The “Special Rule” was established under the Balanced Budget Act of 1997. It stipulates that Medicare Advantage beneficiaries revert to Medicare Part A when they elect the hospice benefit.

Among the senators’ concerns were potential delays of care due to MA prior authorization processes, as well as reduced patient choice due to network limitation.

“Adding MA plan management on top of this system would be duplicative and inefficient, creating new administrative barriers without improving care,” the senators wrote in the letter.

Hoover echoed this position.

“Providers have the ability to deliver the right care and not have the middleman interfering with that care delivery …” Hoover said. “When we look at whether there is something we can improve within hospice, adding it into MA, adding additional bureaucracy, adding prior approvals, adding networks like these are things that are really the antithesis of what hospice is all about, and really a devastating direction that some policymakers are toying around with.”

The shadow of VBID

The highest profile attempt to work hospice into MA was the hospice component of the value-based insurance design model, which tested coverage of hospice care through Medicare Advantage.

Hospice VBID, which was often called the Medicare Advantage hospice carve-in, is just one component of a larger program. The program has a number of goals, including cost savings, simplification of care transitions and preservation of patient choice in regards to their health plans.

Former U.S. Centers for Medicare & Medicaid Services (CMS) Administrator Seema Verma also said at the time that the payment model demonstration was designed to fix inconsistencies in length of stay.

The hospice component of VBID ended at the close of 2024 due to what CMS said were “operational challenges,” and this was largely about numbers and logistics. Too few plans participated and too few beneficiaries were served within hospice VBID to conduct an effective test, according to CMS. The larger VBID program will continue until 2030, excluding the hospice component.

A total of 9,630 beneficiaries received hospice care through the VBID demo in 2021, and 525 utilized the program’s supplemental benefits, according to a report the RAND Corporation prepared for CMS. Of those, only about 37% received care from in-network providers.

Also, the first year of hospice VBID was also the first year of the COVID-19 pandemic, a time when health care providers’ priorities got turned upside down. Many found it hard to adapt to a new payment system on top of it.

Logistical challenges also existed within health plans on how to process VBID claims and align their internal processes with the demo. Hospices, likewise, encountered confusion when billing and collaborating with MA plans.

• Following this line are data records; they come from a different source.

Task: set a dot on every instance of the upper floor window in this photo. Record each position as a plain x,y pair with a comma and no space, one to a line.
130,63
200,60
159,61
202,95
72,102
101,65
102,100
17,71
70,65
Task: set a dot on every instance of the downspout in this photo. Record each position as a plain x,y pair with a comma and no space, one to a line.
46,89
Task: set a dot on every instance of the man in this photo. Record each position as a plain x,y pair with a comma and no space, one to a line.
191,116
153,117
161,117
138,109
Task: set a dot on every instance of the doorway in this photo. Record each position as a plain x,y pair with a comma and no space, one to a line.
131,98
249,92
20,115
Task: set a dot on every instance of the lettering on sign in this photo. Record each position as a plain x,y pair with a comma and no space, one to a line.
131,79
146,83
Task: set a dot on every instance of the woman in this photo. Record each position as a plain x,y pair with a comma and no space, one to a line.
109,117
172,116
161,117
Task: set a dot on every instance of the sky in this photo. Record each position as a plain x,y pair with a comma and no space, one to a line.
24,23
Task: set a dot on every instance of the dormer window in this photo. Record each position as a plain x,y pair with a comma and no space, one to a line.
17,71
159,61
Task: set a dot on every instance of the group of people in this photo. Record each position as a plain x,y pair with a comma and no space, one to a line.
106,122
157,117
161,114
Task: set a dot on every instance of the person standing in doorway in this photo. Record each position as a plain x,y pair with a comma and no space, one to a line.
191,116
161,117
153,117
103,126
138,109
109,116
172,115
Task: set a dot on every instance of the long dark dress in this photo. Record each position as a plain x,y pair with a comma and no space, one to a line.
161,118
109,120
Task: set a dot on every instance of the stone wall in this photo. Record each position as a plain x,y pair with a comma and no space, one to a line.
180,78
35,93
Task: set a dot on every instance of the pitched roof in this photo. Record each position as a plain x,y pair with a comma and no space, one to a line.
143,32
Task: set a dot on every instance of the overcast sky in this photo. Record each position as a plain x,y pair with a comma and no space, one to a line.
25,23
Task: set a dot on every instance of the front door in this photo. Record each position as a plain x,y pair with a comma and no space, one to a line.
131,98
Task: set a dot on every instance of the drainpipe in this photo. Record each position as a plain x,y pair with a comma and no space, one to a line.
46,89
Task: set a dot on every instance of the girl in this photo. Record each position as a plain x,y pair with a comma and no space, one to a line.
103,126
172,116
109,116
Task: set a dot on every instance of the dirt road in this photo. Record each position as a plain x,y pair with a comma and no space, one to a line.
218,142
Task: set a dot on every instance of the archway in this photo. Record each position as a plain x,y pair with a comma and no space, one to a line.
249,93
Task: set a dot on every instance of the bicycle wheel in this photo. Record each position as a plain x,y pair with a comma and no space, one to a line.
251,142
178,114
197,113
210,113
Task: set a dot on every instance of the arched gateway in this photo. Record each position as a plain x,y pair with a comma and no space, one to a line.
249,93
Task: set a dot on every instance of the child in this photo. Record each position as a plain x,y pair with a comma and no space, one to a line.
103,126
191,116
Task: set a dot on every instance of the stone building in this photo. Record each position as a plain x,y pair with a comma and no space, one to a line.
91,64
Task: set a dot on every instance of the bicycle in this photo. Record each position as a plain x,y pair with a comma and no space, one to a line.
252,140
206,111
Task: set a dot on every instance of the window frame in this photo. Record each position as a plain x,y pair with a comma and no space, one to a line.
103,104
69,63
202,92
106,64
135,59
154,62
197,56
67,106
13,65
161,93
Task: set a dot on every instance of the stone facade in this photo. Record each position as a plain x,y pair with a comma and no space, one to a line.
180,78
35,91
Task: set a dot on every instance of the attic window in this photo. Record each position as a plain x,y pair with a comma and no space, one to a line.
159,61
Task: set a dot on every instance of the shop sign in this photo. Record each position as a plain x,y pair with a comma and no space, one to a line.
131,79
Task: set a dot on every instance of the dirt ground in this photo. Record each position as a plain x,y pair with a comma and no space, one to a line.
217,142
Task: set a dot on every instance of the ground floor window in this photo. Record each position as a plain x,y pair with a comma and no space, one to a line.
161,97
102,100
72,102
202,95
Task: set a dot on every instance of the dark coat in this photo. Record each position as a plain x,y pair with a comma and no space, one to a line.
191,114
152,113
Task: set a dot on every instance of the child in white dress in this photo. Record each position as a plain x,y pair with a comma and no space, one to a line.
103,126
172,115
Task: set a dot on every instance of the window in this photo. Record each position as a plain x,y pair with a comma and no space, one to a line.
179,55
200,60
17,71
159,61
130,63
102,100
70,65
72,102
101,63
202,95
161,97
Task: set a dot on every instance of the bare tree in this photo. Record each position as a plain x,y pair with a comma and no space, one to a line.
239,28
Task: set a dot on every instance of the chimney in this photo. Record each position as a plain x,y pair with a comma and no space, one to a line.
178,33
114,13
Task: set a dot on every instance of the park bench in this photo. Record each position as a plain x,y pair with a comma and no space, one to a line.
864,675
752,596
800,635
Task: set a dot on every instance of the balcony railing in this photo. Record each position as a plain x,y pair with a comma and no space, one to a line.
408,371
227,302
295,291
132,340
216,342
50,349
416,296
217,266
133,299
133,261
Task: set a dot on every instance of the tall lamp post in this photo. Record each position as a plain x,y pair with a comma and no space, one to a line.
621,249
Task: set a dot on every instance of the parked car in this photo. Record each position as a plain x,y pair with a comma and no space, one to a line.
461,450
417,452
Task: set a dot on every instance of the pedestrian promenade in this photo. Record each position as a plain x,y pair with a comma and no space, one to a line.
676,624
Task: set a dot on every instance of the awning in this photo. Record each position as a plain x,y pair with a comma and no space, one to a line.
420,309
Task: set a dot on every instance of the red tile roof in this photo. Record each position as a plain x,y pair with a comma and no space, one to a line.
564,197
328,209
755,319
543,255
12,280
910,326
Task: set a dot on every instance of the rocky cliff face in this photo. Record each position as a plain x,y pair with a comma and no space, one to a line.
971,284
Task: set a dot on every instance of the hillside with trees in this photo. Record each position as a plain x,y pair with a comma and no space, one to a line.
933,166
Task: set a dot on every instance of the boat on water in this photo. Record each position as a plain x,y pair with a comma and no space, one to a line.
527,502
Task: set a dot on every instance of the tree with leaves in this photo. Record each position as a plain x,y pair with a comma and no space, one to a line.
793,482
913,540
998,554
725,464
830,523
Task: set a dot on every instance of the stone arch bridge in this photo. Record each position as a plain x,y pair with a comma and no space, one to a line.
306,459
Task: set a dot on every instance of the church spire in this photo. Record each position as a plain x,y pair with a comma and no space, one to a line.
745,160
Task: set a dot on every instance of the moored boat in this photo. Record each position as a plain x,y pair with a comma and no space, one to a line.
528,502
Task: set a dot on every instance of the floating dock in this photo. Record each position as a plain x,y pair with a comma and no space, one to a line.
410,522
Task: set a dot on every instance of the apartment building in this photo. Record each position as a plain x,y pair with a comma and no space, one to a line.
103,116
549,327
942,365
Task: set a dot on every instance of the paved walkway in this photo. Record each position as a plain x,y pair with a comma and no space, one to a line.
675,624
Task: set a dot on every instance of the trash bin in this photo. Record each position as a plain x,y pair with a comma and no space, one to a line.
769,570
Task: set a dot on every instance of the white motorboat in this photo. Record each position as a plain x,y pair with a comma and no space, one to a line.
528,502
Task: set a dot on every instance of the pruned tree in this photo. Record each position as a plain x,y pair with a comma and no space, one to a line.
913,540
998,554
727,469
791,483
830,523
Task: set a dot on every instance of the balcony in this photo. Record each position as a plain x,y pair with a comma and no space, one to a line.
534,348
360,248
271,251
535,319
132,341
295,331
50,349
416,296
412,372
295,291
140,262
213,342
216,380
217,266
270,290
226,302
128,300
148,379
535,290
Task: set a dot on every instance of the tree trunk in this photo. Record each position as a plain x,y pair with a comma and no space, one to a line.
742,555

“We tried this through VBID, and it didn’t work. And that’s the purpose of the [Center for Medicare & Medicaid Innovation]. That’s the purpose of trying out models. It’s to see, can this level of innovation, is this going to help, or is this going to hurt?” Hoover said. “Both from patient satisfaction, access expense, I think we saw across the board that it’s going to achieve no positive metrics. I don’t think hospice has any sort of home within managed care.”

The MA plan perspective

These positions are not universal. Some stakeholders within the Medicare Advantage system contend that the lack of a hospice carve-in represents a significant gap in the MA program that should be filled.

An effective hospice carve-in with an appropriate payment model would be an “incredible opportunity” to improve quality of care, according to Dr. Sachin Jain, CEO of SCAN Group, the parent company of SCAN Health Plan, a nonprofit Medicare Advantage organization.

Jain also said that incorporating hospice into MA could escalate the importance of palliative care within the MA program, enabling more seamless transitions of care. It could also ameliorate patients’ concerns that they would lose access to their other benefits when they enroll in hospice, which represents a barrier in enrollment, Jain indicated.

“The discontinuity that exists between MA and kind of hospice is one of the fissures in the [MA] program,” Jain told Hospice News. “It’s one of the health care system’s broken things … So, I think pulling it together creates a lot of opportunity.”